Extract data from Google Earth Engine
The code to extract GEE data is run using the Python API in Google Colab notebooks (which are Jupyter notebooks hosted by Colab). Using Colab means there is no need for local software/library installations, and it also leverages Google’s cloud computing resources.
The latest version of the Earth Engine Python client library is already installed on Google Colab, but note that there are other packages that will require installation via pip (these will need to be installed for each new runtime).
Account and activation
The first thing you need to do is create an GEE account, see here for details. Once you’ve done that it would be advisable to test the Python API and check that everything is working. See here for a short introduction to using the Python API in Google Colab.
In order to run code in the Colab notebook you will need to import, authenticate, and initialize the ee
library each time you start a new runtime. This corresponds to the first chunk of code in each notebook. Follow the prompts that the authentication creates and paste your authorization code back into the notebook.
Notebooks
There are currently 19 notebooks in the GitHub repo, and each notebook deals with a specific data source/platform. They are spilt up because each data set requires slightly different processing and export steps, however there is a lot of redundancy in some parts of the code. To open the notebooks stored in the repo, use the Open in Colab
button at the top of the notebook. You will need to save your own copy of the notebook in your Google Drive folder if you are making edits.
Once you’ve completed authentication after starting the runtime, the next step is to define the arguments that relate to: the area of interest (AOI), the name of the layer (which is a unique identifier linked to the metadata spreadsheet - note that the “RS” prefix stands for remote sensing), the image reducer metric, start and end dates for annual layers, and date ranges for seasonal layers. Not all arguments are used because some layers are single GEE Images
while others are ImageCollections
from which composites need to be created. Below is an example of how the arguments are specified.
# Area of interest
aoi = ee.FeatureCollection("projects/ns-agol-rs-data/assets/MKR_PACE")
aoi_name = "MKR_PACE"
# GEE layer ID
layer_name = "RS_001"
# Image reducer (options: mean, median, min, max, stdDev, sum, product)
img_col_reducer = "mean"
# Date parameters (for sentinel there aren't 10 years of data available)
start_year = 2016
end_year = 2022
# Range doesn't include the stop value
year_list = ee.List(list(range(start_year, end_year+1)))

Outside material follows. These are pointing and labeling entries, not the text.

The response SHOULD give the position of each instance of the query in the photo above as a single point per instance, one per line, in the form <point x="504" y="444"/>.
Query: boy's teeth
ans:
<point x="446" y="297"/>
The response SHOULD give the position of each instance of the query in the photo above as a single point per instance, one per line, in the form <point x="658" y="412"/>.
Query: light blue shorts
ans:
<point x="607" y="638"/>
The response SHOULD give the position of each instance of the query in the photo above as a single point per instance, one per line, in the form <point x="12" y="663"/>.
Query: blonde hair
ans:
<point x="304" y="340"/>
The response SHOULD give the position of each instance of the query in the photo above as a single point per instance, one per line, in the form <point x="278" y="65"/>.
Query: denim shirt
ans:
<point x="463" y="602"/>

# Season parameters (months)
rain_start = 3
rain_end = 5
dry_start = 7
dry_end = 10
AOI
An essential part of the workflow is to have a GEE FeatureCollection
that represents the spatial footprint AOI which defines the extent of the output layers. This FeatureCollection
must be stored as a GEE asset and is imported into the notebook as follows:
aoi = ee.FeatureCollection("projects/ns-agol-rs-data/assets/MKR_PACE")

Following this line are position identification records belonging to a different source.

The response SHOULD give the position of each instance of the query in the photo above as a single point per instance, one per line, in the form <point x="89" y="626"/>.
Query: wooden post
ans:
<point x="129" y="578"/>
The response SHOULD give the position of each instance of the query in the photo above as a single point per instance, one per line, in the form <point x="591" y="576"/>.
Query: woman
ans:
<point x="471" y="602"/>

In this case the AOI is called MKR_PACE
and is stored within the ns-agol-rs-data
Google Cloud Project. See this guide for how to get setup with Cloud Assets and Cloud Projects. This path to the AOI asset will be unique to you and how you’ve specified your cloud project structure.
Make a note of where you stored the AOI shapefile that you’ve uploaded as an asset. You will need it in the subsequent steps below.
Running and exporting
The next section of code in the notebooks deals with importing various Image
or ImageCollections
and processing them (e.g., running spatial and temporal reducers, removing clouds, etc). The code is annotated and should be easy enough to follow.
The final step is exporting the data. The code is currently setup to export the data to your Google Drive using either ee.batch.Export.image.toDrive
(raster data) or ee.batch.Export.table.toDrive
(vector data). If you want to use the code as is you will need to create a folder called GEE_exports
in the root directory of your Google Drive. Otherwise, you can change the folder
argument in the export function to point to your own folder. It’s recommend you keep the nomenclature so that it matches this original code because the downstream parts of the workflow will reference the GEE_exports
folder explicitly. Within the GEE_exports
folder you will also need to create a folder called sent_to_gdb
(which will be used as a storage location of the raw data after it’s been imported into the GDBs).